It is a proclamation of deliverance to the children of men from evils that are by far the greatest that ever mankind are exposed to: evils that are truly infinitely dreadful, such as the guilt of sin, captivity and bondage to Satan, the wrath of God and perfect and everlasting ruin and misery.

If we compare these things with things that are infinitely less in degree, it may serve to give us some idea of the joyfulness of these tidings.

We may conceive something of the joy that would arise in the heart of one that had wandered deep into a desolate wilderness, and who should hear the voice of a dear friend that is come to seek him, calling to him.

Or if a company were shipwrecked in the midst of the wide ocean, and suddenly saw a ship approaching them.

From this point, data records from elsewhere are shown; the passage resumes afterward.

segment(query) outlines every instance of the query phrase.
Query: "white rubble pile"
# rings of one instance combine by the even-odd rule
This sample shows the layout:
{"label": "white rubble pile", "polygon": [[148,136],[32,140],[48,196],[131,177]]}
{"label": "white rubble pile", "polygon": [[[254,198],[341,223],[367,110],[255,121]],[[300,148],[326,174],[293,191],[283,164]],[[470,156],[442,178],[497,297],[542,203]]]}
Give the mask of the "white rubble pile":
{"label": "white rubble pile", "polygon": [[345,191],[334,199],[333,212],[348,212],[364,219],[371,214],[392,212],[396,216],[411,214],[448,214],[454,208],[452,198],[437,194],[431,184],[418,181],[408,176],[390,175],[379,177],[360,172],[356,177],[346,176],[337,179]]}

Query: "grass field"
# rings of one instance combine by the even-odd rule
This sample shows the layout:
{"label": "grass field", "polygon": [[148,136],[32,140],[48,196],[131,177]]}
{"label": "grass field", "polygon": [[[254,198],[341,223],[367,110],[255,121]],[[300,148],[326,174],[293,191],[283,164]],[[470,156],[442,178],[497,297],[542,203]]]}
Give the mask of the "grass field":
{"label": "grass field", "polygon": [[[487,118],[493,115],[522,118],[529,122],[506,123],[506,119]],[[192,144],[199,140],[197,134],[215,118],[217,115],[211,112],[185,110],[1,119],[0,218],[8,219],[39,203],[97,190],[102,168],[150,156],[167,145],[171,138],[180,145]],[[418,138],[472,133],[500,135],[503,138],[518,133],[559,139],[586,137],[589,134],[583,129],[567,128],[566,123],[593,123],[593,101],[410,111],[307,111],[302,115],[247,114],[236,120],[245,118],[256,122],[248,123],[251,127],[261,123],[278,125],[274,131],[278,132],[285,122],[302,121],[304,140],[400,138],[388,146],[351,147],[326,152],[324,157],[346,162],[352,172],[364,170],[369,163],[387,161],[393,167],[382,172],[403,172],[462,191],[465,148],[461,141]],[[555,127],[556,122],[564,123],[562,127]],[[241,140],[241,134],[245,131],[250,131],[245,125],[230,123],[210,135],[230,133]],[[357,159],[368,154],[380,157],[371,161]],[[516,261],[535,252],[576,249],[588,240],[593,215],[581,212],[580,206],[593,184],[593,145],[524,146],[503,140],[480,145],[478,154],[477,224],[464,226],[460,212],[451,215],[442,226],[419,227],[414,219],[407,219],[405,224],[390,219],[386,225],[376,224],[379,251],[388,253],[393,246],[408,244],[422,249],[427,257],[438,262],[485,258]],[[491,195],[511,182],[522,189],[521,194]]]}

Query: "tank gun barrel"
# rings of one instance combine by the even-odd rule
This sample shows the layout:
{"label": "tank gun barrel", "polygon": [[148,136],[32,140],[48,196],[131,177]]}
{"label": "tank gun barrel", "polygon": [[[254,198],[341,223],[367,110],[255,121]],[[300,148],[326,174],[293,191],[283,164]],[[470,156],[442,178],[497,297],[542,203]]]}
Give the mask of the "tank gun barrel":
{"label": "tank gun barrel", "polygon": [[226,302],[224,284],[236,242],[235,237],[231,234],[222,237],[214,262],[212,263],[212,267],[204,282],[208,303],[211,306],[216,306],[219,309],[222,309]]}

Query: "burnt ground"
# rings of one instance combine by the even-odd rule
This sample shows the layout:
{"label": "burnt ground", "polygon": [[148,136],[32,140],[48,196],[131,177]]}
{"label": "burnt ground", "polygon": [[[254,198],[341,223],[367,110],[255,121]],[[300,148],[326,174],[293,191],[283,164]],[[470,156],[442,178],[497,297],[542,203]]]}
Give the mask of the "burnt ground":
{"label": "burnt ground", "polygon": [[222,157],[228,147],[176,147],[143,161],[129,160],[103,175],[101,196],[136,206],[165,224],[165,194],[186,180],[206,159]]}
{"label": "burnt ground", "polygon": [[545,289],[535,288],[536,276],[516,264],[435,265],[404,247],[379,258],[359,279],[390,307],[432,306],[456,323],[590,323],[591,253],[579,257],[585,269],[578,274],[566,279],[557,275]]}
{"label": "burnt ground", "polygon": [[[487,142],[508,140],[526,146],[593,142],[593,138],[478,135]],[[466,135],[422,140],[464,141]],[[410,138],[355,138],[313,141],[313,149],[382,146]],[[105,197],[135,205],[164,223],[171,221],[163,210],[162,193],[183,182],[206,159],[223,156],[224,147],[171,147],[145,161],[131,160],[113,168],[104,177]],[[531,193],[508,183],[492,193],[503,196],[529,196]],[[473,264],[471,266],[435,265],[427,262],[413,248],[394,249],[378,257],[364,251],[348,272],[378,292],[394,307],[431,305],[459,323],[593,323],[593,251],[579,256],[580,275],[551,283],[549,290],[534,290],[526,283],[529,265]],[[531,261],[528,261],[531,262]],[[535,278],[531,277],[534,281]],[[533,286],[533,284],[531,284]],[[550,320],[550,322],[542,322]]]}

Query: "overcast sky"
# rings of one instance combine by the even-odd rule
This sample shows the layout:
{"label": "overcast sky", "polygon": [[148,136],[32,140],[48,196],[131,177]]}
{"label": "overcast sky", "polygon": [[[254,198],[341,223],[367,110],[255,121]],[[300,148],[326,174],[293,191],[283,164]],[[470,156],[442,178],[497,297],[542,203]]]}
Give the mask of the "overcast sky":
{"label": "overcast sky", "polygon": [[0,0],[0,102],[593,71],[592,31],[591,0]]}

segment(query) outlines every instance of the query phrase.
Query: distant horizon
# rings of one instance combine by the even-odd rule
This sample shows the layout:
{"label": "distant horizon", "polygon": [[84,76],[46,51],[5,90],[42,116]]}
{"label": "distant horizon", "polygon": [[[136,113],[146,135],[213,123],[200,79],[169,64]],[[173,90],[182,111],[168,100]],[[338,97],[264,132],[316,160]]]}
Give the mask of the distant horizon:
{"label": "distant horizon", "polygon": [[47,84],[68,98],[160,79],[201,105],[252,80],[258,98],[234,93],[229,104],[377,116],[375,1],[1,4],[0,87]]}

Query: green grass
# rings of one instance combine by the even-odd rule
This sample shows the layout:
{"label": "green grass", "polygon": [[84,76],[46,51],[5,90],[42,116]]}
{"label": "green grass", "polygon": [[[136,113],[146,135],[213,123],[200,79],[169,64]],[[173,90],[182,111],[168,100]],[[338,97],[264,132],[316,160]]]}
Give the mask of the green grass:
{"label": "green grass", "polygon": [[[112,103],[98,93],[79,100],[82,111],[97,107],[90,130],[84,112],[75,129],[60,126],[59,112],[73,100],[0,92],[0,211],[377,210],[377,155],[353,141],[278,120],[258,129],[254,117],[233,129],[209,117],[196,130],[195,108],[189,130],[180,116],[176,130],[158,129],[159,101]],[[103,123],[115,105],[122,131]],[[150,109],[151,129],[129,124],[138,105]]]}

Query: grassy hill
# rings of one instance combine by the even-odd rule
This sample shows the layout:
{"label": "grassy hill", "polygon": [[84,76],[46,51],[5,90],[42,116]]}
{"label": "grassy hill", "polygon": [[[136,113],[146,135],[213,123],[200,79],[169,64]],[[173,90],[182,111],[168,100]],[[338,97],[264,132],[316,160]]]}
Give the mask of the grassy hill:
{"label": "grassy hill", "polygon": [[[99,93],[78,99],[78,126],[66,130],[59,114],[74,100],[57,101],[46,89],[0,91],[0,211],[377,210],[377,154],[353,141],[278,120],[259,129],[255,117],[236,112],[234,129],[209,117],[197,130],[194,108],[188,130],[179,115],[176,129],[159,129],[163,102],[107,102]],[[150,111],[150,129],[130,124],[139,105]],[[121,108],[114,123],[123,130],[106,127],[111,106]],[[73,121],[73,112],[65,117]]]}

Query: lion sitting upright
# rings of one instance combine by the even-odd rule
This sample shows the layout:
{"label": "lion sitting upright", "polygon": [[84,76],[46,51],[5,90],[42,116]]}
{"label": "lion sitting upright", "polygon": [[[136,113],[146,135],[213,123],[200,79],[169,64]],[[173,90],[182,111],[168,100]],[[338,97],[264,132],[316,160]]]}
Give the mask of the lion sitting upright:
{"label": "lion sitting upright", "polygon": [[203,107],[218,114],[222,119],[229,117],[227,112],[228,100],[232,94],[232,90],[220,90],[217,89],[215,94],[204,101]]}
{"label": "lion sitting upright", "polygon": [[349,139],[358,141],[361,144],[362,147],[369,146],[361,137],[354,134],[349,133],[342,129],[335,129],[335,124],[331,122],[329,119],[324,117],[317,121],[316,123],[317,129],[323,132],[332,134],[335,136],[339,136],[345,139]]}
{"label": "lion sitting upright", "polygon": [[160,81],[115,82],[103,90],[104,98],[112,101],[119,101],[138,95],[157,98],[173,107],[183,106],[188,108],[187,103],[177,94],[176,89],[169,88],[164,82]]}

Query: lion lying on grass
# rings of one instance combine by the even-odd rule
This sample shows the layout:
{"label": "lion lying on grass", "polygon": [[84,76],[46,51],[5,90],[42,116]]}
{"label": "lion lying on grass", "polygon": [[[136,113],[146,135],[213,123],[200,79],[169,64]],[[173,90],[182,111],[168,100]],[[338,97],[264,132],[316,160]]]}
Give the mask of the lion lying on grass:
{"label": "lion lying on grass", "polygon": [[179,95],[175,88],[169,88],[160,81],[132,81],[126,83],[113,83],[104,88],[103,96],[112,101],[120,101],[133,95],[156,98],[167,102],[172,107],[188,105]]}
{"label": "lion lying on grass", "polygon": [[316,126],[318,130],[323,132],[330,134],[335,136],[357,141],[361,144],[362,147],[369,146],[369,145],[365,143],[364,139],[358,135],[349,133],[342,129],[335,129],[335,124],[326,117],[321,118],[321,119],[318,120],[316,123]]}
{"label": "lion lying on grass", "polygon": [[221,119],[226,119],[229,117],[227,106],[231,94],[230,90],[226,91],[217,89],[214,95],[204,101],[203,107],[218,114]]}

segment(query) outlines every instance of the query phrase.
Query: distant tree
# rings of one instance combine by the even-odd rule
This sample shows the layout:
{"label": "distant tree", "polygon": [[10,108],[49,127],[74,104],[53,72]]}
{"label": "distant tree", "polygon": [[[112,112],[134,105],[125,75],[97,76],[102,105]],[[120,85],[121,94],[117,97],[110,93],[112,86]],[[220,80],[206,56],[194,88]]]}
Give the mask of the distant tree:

Or if one had been taken captive and was in the hands of most cruel savages at a great distance from all his friends, and saw himself devoted by them as a sacrifice to their cruelty and then a valiant and victorious deliverer should appear for his rescue.

But the deliverance which we have by Christ is infinitely greater.”

–Jonathan Edwards, “Of Those Who Walk In The Light Of God’s Countenance” in Sermons and Discourses, 1743-1758, The Works of Jonathan Edwards, Vol. 25. Ed. Wilson H. Kimnach (New Haven: Yale University Press, 2006), 702, 703-704.